The Ribbons page for the
General rod problems module.
This module defines two macros for adding a ribbon to the centerline: the natural ribbon and the real ribbon. These ribbons, except for their color, are usually set by computing the D1 vector with the simple or rotated option in the Extra Data page from the Data control panel (see the previous subsection). The user can also use custom ribbons to visualize the solution.
At the top of the page there are 4 toggle buttons that can be used to
The line below the toggle buttons contains general properties that apply to all the ribbons, simple, rotated or custom.
The first one, linked to the left buttons on this line, allows the user to choose between a mirrored ribbon (symmetrical towards the centerline of the solution) and a one-sided ribbon. The default option is mirrored.
The second one, linked to the typein labeled "Scale" on the center on the line, scales all the ribbons with a real value.
The last one, linked to the top right buttons on this line, allows the user to choose between a ribbon drawn as a surface (plain) and as a vector field. By default the ribbons are drawn as surfaces.
The next part of the page concerns mainly the custom ribbons.
The four menus at the center of the page define each of the ribbons attached to the solution. The first three menus set the columns of the data used for the x, y, and z coordinates of the ribbon. The values in these columns are used relatively to the centerline. Thus, in each point of the solution, the ribbon will be defined by a vector with the origin on the centerline and with offset defined by the 3 coordinates.
A fourth coordinate sets the color the ribbon in relation with a column of the data. The ribbon also uses the colormap defined on the View Options page (see below).
These four coordinates are specific to each ribbon, and their values concern the current ribbon (see Ribbon selection below). By default they all have the 0 value, which usually designs the variable "s".
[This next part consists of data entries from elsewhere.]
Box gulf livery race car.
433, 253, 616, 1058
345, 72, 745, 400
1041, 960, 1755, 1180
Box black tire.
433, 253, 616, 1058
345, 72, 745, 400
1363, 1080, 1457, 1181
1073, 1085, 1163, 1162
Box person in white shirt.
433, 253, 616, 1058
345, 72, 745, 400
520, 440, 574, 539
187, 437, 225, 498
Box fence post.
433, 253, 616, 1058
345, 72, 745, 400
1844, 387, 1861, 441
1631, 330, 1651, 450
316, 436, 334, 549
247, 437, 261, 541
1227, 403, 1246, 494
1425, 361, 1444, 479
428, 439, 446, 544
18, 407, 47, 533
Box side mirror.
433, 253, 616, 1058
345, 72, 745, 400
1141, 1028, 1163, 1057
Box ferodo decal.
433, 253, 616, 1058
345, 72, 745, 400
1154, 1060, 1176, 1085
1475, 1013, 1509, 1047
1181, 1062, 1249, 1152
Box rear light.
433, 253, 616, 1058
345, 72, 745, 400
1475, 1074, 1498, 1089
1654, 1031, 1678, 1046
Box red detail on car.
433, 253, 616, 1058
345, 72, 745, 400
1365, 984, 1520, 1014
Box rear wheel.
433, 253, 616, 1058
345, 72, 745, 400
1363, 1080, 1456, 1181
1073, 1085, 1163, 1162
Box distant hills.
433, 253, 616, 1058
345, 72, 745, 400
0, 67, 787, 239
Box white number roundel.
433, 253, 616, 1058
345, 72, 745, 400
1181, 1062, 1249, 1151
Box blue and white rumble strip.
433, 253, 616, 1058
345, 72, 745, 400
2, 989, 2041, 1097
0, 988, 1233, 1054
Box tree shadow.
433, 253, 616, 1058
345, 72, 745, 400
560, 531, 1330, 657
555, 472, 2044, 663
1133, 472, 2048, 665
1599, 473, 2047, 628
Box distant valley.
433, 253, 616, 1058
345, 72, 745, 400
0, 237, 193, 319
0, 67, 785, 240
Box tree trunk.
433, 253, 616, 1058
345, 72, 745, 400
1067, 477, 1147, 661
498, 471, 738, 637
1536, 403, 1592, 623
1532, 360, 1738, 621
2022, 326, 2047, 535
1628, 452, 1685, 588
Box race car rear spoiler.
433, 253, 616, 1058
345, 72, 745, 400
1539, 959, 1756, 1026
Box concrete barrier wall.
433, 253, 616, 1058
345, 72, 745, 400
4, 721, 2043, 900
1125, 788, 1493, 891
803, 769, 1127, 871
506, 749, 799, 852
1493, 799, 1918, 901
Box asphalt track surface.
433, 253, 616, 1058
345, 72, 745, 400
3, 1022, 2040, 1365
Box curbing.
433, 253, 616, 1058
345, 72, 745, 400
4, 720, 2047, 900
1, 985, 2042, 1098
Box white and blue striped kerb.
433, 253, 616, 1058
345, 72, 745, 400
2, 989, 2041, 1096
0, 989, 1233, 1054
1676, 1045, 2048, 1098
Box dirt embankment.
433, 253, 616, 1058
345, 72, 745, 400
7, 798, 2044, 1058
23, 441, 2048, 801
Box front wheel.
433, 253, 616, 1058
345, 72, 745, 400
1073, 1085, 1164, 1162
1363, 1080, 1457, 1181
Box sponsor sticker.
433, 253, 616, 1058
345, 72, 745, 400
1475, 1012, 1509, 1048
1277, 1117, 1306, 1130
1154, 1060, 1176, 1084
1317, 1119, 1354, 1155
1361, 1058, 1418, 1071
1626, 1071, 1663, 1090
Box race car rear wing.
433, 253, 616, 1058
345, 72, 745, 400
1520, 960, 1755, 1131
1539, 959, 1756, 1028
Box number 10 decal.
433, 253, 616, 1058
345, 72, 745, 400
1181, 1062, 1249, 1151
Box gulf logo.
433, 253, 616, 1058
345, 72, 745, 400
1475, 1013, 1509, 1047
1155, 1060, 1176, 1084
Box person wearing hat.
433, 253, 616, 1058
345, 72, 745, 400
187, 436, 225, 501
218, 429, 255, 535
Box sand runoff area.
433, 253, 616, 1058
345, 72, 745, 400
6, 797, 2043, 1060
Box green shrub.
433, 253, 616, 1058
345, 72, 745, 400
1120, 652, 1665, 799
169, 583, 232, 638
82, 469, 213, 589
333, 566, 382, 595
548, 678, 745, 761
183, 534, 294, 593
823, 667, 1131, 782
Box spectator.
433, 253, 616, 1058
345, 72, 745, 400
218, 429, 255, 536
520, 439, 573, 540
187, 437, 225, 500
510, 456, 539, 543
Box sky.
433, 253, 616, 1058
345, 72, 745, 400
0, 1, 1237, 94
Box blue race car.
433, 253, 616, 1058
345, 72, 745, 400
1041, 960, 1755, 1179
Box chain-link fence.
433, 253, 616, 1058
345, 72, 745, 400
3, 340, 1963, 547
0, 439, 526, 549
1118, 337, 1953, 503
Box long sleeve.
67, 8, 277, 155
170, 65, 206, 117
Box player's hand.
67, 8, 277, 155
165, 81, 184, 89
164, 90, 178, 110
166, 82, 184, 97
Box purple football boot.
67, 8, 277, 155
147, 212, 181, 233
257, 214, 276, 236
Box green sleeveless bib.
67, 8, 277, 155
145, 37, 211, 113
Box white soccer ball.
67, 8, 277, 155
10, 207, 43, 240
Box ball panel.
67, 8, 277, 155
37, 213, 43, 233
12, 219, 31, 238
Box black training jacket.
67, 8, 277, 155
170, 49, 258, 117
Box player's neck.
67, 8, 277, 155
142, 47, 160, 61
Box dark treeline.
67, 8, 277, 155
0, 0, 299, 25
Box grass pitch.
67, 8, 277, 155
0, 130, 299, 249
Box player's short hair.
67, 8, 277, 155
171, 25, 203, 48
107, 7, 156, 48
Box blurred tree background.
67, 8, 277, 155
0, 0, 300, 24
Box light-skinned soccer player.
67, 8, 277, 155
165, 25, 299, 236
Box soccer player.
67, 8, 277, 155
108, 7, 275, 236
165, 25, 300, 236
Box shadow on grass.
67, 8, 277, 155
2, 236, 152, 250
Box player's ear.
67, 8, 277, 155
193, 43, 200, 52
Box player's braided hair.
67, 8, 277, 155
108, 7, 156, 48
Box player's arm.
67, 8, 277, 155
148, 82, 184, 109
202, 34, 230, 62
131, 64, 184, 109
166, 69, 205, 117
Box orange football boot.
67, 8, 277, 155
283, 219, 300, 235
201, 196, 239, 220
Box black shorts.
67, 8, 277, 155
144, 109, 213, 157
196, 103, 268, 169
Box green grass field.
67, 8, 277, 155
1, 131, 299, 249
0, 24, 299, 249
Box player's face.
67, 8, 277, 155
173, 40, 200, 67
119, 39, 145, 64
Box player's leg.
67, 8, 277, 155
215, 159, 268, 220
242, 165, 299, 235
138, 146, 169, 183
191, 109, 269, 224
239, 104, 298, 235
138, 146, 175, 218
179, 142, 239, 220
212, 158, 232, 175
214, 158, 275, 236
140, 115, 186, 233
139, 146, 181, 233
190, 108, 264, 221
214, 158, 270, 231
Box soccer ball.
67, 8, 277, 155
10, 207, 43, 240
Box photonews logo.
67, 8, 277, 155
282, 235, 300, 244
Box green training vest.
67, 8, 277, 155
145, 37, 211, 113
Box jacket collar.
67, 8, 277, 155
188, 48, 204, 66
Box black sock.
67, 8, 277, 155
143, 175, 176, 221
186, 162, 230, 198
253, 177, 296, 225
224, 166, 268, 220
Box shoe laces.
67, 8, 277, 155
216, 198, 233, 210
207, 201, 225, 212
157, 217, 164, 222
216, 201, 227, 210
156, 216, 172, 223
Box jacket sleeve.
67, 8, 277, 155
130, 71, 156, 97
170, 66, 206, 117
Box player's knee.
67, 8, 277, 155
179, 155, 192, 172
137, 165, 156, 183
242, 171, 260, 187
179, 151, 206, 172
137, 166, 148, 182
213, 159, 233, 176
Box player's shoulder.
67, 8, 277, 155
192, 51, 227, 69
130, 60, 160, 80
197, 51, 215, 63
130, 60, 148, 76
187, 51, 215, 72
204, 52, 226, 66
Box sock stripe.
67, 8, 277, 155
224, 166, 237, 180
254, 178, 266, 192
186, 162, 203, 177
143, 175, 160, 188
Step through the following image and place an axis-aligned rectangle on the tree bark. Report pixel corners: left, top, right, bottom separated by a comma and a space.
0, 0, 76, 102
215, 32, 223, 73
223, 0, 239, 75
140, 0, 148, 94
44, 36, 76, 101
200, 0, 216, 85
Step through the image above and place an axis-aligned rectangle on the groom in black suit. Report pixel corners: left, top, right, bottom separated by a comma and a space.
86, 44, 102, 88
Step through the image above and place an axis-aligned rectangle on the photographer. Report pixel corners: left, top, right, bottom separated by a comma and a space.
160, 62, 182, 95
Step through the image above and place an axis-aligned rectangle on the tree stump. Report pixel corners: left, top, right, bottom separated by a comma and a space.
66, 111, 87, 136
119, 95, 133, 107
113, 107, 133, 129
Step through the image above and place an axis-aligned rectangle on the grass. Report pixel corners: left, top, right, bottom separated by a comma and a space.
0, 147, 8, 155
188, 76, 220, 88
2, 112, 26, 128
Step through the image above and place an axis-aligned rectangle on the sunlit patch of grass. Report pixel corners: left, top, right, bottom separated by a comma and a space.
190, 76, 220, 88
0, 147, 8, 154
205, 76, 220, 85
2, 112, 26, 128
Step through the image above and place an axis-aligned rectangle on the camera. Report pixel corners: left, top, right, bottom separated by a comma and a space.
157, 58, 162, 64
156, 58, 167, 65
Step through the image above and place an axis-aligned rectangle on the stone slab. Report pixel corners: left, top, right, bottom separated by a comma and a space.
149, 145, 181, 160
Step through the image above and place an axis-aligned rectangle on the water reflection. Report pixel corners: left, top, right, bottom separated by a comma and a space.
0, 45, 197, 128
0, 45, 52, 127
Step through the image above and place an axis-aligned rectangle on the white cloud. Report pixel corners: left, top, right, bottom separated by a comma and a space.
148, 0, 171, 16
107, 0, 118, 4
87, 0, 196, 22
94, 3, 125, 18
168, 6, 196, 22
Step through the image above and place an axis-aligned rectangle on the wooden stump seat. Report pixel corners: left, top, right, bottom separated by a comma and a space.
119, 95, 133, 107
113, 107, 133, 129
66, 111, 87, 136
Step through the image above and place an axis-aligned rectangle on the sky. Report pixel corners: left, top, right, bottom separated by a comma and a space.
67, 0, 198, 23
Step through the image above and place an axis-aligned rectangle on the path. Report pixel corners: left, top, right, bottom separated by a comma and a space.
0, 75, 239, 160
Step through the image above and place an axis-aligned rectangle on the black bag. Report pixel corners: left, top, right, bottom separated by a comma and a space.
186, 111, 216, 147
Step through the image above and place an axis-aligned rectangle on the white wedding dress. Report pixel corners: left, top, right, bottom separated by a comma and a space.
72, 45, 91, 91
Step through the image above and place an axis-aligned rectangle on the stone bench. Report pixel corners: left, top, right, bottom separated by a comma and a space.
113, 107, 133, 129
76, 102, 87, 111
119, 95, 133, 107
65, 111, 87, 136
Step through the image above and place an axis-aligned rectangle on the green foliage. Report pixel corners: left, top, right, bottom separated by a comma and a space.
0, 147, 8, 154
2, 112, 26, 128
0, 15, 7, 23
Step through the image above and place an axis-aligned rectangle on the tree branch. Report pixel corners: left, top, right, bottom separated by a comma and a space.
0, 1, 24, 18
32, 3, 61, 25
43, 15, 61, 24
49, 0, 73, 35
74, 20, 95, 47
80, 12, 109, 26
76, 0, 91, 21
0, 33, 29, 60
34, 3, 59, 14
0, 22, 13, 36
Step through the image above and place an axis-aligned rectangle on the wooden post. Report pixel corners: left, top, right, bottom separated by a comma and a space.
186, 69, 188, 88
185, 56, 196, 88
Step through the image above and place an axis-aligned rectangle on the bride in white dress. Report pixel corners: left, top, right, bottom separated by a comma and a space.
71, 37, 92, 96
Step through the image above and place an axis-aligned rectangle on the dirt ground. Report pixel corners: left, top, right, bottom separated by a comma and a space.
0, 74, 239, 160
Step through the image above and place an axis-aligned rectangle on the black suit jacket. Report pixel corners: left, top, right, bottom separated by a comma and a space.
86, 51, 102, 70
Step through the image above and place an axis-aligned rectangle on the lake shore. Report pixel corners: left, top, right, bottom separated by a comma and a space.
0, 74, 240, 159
If the simple or the rotated ribbon is selected, then the four menus display the settings for these particular ribbons. If any of the four coordinates of the ribbon are changed while the simple or the rotated ribbon are chosen, then the macro attached to these ribbons is modified according to the new choice. This feature is especially designed to choose the color of these ribbons, for which there is no automatic way of setting it, but can also be used in a general way to program the two macros.
The bottom line on this page allow the user to work with several ribbons attached to the same solution. These buttons have no effect under the simple or the rotated choice of ribbon.
The first button on this line, labeled "Add ribbon", adds a new ribbon to the solution, as its name states its. The particularity of this operation is that if the ribbons are off, they will be turned on, without adding a new ribbon. A consequent message will also be printed on the standard output.
The next widget on this line, labeled "Ribbon selection", allow to choose the current ribbon. This selection will have the effect of setting all the values on the middle line as being the ones of the selected ribbon. It also designates the ribbon number to be deleted by the "Delete ribbon" operation. When adding a new ribbon, this value will automatically be updated to the last ribbon number, so the new ribbon can be set right away.
The next button, labeled "Delete ribbon", will delete the current ribbon. If the ribbon is the last added, then the current ribbon becomes the previous one. Otherwise, the current ribbon conserves its number, but of course, its identity is different, because the remaining ribbons are shifted. The coordinates of the ribbon are also updated according to the current ribbon selection. The particularity of this button is that if there is only one ribbon left, it will not be deleted, but turned off instead. A consequent message is also printed on the standard output.
Note. Any of the described actions on this page will not have any visual effect until the "Draw" button is pressed. The macros defining the simple and rotated ribbon are also recorded when the visualization options are saved in a file, and can automatically be retrieved afterwards.